Le Commissaire Gilles Marhic, Chef du Bureau du droit des conflits armés du Ministère de la Défense a présenté, quant à lui, le Protocole du 26 mars 1999 à la Convention de 1954 sur la protection des biens culturels en cas de conflits armés et a précisé les nouveautés apportées au régime de protection. En ce qui concerne les règles générales de protection, il a souligné que le Protocole de 1999 ajoute une clause de réciprocité en cas de non-respect par la partie adverse des règles de protection et "apporte des contraintes supplémentaires dans la mise en oeuvre du principe de nécessité militaire" qui est désormais soumis au respect d’un certain nombre de précautions. De plus, il a fait remarquer que ce texte, en mettant en place un régime de protection spéciale renforcé, crée un nouveau niveau de protection par rapport à la convention de 1954.
Abdelwahab Biad, Maître de Conférences à l’Université de Rouen, est revenu sur "l’apport au droit international humanitaire de l’avis de la CIJ sur la licéité de la menace ou de l’emploi d’armes nucléaires" (5) et s’est notamment demandé si les "principes intransgressibles du droit international humanitaire" (6) reconnus par la Cour n’auraient pas suffi à rendre l’usage des armes nucléaires illégal.
II. Les mécanismes de mise en oeuvre et de sanction du droit international humanitaire : "Vers une plus grande efficacité du droit humanitaire ?"

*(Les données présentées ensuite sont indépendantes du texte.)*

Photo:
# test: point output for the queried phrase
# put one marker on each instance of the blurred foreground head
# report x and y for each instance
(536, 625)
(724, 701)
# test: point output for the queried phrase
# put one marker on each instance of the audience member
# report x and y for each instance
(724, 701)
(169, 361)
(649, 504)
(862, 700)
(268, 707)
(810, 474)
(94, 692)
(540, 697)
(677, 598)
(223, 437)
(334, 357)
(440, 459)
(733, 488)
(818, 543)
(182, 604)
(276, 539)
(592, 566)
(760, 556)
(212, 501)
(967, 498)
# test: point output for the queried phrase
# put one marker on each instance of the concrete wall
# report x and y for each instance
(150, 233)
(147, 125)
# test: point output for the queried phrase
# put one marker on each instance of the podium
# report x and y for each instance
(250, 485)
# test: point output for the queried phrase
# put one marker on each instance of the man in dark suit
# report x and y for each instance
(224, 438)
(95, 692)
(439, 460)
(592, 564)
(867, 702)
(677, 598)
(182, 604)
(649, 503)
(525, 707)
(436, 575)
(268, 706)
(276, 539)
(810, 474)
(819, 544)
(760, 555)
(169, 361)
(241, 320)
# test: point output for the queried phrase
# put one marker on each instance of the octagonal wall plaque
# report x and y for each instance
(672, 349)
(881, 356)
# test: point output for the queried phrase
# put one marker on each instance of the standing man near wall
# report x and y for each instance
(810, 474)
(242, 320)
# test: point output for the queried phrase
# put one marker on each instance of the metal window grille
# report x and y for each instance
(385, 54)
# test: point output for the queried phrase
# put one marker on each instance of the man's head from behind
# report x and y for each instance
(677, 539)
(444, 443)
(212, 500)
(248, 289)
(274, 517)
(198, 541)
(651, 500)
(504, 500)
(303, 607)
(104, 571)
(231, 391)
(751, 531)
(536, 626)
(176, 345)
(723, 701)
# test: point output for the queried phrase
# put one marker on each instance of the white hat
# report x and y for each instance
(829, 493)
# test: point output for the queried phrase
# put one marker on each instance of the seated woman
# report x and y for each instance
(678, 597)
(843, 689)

Le Professeur Luigi Condorelli (7) n’a pu que constater l’impuissance de la Commission à jouer aujourd’hui un rôle central dans la mise en oeuvre du droit international humanitaire dans la mesure où elle a été établie "sur une base consensuelle" et n’est compétente que pour les conflits armés internationaux en vertu de l’article 90 du Protocole additionnel I de 1977 (8). Il a présenté ce qu’envisage la Commission, en dehors des possibilités ouvertes par l’article 90, "pour répondre aux besoins d’aujourd’hui qui portent sur des conflits internes". La Commission s’est ainsi accordée "un droit d’initiative humanitaire" afin de proposer ses services aux parties en conflit et souhaiterait développer "la logique du multilatéralisme" en enquêtant dans les cas de violation du droit humanitaire par les organisations internationales.

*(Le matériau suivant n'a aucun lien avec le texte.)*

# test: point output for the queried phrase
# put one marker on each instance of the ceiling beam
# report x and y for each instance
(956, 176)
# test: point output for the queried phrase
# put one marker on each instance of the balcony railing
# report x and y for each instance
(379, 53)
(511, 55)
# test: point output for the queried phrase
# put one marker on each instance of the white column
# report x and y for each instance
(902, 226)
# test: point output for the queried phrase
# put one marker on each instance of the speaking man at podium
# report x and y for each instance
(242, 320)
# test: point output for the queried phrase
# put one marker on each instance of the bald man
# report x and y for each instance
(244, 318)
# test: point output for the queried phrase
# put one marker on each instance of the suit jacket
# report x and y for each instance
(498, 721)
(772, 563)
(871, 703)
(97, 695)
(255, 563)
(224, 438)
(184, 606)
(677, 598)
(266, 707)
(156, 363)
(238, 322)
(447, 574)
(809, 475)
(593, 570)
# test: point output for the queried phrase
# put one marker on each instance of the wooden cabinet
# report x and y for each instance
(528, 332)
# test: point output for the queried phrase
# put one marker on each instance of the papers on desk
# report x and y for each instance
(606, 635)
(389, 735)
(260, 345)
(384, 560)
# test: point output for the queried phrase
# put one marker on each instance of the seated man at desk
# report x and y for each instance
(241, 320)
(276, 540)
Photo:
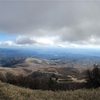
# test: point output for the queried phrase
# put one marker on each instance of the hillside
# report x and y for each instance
(10, 92)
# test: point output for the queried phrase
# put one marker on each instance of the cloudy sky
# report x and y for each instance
(64, 23)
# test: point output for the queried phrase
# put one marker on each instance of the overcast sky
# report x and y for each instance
(50, 22)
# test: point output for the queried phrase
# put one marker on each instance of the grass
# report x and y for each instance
(11, 92)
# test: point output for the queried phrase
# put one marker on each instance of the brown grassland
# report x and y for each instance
(11, 92)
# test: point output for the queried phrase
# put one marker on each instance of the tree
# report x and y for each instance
(93, 77)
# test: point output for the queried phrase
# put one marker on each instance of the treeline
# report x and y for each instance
(92, 78)
(39, 83)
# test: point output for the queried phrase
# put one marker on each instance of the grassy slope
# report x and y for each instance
(10, 92)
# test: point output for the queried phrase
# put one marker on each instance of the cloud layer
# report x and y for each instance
(63, 21)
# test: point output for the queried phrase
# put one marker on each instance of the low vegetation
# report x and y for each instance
(10, 92)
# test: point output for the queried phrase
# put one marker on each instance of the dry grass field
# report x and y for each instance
(11, 92)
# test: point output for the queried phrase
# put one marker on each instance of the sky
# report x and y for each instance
(62, 23)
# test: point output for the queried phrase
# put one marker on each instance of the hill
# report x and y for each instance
(11, 92)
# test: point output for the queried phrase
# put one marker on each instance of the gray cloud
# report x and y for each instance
(71, 20)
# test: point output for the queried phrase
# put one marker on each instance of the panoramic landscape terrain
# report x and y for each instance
(49, 50)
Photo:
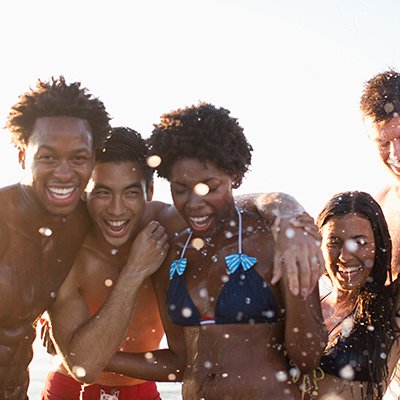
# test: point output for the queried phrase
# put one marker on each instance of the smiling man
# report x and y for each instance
(380, 107)
(109, 277)
(43, 221)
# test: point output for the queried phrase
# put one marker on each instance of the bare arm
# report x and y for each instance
(88, 342)
(298, 253)
(305, 331)
(165, 365)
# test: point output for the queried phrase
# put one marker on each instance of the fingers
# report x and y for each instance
(292, 273)
(277, 268)
(304, 273)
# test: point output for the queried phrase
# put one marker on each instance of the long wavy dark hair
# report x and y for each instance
(376, 302)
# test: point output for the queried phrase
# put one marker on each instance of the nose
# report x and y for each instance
(63, 171)
(116, 206)
(395, 149)
(195, 201)
(347, 251)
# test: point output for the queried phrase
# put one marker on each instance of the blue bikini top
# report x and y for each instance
(245, 297)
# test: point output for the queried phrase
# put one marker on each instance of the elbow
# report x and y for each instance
(84, 373)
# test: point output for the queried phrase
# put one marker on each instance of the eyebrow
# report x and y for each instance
(102, 186)
(47, 147)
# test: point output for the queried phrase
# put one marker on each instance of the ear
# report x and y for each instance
(235, 182)
(21, 156)
(150, 191)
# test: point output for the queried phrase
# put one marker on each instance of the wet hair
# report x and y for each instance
(125, 144)
(203, 132)
(376, 303)
(381, 97)
(57, 98)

Stéphane Bourgon, membre du bureau du Procureur à La Haye, a montré comment les tribunaux pénaux internationaux ad hoc pouvaient contribuer au développement du droit international humanitaire, en particulier sur le plan de la définition des différentes catégories d’infraction et sur celui de la définition des infractions et de leurs éléments constitutifs et qu’ils étaient "sur le point de créer un nouveau système juridique" dans la mesure où ils étaient amenés à définir les règles de preuve et de procédure.
Tout en examinant la question du génocide, le Professeur Laurence Burgorgue-Larsen est revenu sur le fonctionnement et les réalisations du Tribunal d’Arusha en rappelant notamment l’obligation de coopération à la charge des Etats dans la recherche et l’arrestation des accusés et en soulignant l’importance du témoignage oral devant cette juridiction et le problème de la "précarité de la sécurité des témoins".
Le Professeur Eric David a été chargé d’imaginer quel pourrait être "l’avenir de la Cour pénale internationale". Partagé entre l’optimisme et le pessimisme à son sujet, il a tout d’abord présenté les obstacles à sa mise en oeuvre effective : l’exigence des 60 ratifications pour son entrée en vigueur, les limites tenant à ses compétences, etc. Malgré tout, il a fini en insistant sur "les potentialités réelles" de la Cour, tenant notamment à la possibilité de sa saisine par le Conseil de sécurité des Nations unies qui en ferait une sorte de "tribunal en stand-by" faisant peser une "épée de Damoclès" sur les Etats qui refuseront de ratifier son statut.